Rom (taz) – Mit gleich mehreren faustdicken Überraschungen und einer erneuten Niederlage der Demoskopen endeten die italienischen Parlamentswahlen vom vergangenen Sonntag: Zum ersten Mal in der Nachkriegsgeschichte gingen Italiens linke und demokratische Kräfte als Wahlsieger hervor. Das Mitte-links-Bündnis Olivenbaum – bestehend aus Linksdemokraten, Grünen, Linkskatholiken, Anti- Mafia-Bewegung und den Reformern des amtierenden Ministerpräsidenten Lamberto Dini – errang gemeinsam mit den Neokommunisten sowohl im Senat wie im Abgeordnetenhaus die absolute Mehrheit.

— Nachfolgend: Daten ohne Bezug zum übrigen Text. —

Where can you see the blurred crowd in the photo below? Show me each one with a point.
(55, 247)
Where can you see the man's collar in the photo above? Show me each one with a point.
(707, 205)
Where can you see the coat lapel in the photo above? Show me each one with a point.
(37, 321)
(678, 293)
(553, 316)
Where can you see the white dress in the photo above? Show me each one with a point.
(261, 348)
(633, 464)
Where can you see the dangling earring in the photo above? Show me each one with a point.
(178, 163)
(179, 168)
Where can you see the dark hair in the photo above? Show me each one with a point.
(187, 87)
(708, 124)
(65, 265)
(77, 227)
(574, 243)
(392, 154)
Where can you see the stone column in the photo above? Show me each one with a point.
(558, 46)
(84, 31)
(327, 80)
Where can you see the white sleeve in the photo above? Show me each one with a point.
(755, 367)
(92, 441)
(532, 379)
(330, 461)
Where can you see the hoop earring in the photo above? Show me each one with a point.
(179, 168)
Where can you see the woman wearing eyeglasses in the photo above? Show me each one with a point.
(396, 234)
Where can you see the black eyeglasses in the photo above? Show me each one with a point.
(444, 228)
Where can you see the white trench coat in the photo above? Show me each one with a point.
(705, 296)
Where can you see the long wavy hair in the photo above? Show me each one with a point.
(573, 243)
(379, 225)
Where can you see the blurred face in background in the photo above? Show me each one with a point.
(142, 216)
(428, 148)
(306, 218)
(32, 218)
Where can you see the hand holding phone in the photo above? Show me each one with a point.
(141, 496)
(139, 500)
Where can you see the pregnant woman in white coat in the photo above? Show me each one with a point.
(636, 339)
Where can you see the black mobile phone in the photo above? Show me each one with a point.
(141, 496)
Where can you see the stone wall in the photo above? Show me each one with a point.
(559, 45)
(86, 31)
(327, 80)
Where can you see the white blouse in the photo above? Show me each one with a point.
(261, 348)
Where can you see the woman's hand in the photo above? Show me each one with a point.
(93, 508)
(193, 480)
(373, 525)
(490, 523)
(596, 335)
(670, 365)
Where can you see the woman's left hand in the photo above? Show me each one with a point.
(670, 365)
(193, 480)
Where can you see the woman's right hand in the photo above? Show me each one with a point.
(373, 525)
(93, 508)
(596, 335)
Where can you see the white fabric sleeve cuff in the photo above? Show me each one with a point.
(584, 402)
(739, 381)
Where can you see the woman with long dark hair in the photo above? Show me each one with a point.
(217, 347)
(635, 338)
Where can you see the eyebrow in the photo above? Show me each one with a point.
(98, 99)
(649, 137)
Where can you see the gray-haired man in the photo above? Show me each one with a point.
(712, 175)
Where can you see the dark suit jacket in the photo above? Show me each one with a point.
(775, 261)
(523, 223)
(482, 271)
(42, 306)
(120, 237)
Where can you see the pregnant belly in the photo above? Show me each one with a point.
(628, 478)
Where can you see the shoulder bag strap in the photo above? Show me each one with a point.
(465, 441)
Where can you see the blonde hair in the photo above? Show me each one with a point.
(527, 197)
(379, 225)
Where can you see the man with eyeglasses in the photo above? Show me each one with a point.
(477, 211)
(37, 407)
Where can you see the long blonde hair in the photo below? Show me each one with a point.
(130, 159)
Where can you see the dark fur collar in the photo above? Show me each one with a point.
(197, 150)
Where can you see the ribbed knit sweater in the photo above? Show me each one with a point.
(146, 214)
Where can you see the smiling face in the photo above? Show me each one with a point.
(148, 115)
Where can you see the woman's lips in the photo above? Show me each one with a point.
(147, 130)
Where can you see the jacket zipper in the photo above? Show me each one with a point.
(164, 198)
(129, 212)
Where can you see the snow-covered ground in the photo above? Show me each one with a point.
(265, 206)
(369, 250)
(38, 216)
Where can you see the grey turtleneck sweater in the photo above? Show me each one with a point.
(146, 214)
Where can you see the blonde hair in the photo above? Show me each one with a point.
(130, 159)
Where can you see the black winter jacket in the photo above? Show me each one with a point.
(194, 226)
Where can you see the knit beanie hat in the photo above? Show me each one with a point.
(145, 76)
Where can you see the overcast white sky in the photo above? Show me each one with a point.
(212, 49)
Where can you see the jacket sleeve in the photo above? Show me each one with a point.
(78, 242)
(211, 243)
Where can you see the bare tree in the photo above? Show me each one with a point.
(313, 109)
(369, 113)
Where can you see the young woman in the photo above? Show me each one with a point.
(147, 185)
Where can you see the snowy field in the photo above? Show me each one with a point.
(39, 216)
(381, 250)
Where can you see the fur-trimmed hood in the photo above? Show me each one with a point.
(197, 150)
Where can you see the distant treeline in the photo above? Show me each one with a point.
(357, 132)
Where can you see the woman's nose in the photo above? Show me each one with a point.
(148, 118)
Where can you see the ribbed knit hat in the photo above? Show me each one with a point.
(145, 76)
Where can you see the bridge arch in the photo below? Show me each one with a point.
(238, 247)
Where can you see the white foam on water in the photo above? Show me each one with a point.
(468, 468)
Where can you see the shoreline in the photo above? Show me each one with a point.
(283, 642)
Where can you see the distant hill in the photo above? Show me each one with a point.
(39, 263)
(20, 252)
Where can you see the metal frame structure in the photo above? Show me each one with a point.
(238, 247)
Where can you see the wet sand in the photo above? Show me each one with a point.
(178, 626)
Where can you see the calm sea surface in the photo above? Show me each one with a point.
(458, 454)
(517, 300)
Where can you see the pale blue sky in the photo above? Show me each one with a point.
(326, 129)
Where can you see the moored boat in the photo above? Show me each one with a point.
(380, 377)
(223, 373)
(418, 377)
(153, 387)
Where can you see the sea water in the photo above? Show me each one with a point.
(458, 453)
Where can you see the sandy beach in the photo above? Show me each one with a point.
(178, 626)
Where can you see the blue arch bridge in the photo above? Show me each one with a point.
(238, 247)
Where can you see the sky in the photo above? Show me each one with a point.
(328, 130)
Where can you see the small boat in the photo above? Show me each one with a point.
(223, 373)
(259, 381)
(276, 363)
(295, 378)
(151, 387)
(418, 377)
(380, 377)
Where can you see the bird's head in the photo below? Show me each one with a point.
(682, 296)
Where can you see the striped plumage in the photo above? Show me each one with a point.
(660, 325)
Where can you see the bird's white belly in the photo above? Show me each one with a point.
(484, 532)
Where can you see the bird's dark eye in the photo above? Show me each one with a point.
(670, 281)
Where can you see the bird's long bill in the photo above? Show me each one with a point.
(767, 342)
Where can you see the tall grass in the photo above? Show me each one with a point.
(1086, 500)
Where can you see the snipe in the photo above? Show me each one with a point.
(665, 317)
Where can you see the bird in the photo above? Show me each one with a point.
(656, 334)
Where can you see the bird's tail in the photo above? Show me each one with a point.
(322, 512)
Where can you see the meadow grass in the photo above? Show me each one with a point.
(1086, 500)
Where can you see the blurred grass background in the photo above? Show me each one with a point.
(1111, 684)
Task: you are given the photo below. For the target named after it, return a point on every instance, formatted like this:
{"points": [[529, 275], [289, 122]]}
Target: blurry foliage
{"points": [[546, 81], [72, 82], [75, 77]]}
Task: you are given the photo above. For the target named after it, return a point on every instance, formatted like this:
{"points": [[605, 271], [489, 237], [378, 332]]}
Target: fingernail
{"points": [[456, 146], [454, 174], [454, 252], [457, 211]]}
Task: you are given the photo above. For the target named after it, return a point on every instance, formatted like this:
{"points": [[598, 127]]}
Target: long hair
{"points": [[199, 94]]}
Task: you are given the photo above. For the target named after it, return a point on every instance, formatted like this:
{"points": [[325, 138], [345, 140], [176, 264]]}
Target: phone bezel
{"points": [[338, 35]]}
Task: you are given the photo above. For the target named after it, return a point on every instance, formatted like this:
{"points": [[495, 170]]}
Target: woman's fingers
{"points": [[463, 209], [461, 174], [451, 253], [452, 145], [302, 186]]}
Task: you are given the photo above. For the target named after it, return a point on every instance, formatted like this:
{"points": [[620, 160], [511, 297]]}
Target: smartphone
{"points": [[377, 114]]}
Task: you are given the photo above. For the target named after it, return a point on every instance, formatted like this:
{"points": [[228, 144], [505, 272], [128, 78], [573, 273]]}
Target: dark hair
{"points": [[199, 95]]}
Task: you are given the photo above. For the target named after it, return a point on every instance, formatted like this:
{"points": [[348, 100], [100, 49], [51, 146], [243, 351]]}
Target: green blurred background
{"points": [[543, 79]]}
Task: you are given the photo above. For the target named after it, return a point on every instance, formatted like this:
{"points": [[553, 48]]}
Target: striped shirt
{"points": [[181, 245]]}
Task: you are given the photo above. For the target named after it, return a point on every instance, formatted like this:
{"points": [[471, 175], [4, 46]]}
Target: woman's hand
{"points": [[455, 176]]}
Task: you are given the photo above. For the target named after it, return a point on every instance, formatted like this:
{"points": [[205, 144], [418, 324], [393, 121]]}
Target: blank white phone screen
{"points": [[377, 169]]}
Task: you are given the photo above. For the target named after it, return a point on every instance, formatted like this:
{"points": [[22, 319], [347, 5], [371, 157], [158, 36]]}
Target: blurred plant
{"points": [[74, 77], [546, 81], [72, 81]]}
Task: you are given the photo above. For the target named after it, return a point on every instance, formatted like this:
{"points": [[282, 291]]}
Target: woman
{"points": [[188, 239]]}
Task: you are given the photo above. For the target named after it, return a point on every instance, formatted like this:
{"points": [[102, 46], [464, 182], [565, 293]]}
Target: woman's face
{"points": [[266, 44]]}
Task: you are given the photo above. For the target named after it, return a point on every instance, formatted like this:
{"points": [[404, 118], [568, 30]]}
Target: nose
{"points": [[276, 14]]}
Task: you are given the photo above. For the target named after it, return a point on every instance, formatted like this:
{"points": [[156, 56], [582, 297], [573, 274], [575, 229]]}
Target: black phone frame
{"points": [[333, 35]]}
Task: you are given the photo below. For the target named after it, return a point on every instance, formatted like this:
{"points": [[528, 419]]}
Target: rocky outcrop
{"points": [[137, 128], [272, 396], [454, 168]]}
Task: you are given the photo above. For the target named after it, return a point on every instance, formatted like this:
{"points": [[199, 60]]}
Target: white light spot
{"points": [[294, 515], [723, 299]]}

Die letzten Meinungsumfragen hatten dem Mitte-links-Konglomerat unter seinem Chef Romano Prodi (57) ein kleines Übergewicht vor der Rechtsformation Pol der Freiheiten (Forza Italia, Nationale Allianz, Rechtskatholiken) gegeben. Allerdings nur so wenig, daß die absolute Mehrheit in unerreichbarer Ferne schien.

Völlig daneben auch die Voraussagen innerhalb der Rechten: Die aus den Neofaschisten hervorgegangene Nationale Allianz, seit Wochen bei mehr als 20 Prozent veranschlagt und damit stärker als der bisherige Seniorpartner Forza Italia unter dem Medienunternehmer Silvio Berlusconi, blieb bei gut 15 Prozent stecken. Wogegen die Forza Italia nur wenig von ihrem Stimmenanteil von vor zwei Jahren verlor; sie hat nun knapp 21 Prozent. Die gesamte Mitte-rechts-Allianz erreicht im Senat nur gut 37, im Abgeordnetenhaus 42 Prozent.

Der eigentliche Überraschungssieger jedoch ist die Lega Nord, eine nur in Oberitalien angetretene Bewegung. Sie hat stark sezessionistische und mitunter auch rassistische Einschläge und hatte damit vor zwei Jahren – damals noch in einem Zweckbündnis mit Berlusconi – gut sechs Prozent erreicht, war mittlerweile aber mehrfach totgesagt worden und hatte auch demoskopisch nur wenig Chancen bekommen. Doch nun erhielt sie, trotz ihrer Kandidatenbeschränkung ausschließlich auf den Norden, aufs ganze Land umgerechnet mehr als 10 Prozent und wurde mit mehr als 21 Prozent in Oberitalien zur stärksten Partei dieser Region, obwohl gerade dort auch die Hochburg der Forza Italia liegt.

Obwohl beide großen Gruppierungen im Wahlkampf eine Koalition mit der Lega ausgeschlossen hatten, seit deren Chef Umberto Bossi mit der Ausrufung einer autonomen „Republik des Nordens“ droht, gilt es als wahrscheinlich, daß diese Gruppierung spätestens im Herbst zu ernsthaften Gesprächen mit dem Olivenbaum antreten wird – dann sind Haushaltsberatungen angesagt, und für diese stehen fast unüberbrückbare Gegensätze zwischen dem sozialdemokratischen Olivenbaum-Bündnis und den Neokommunisten fest. Letztere kündigten übrigens an, auf Hammer und Sichel im Parteiemblem verzichten zu wollen.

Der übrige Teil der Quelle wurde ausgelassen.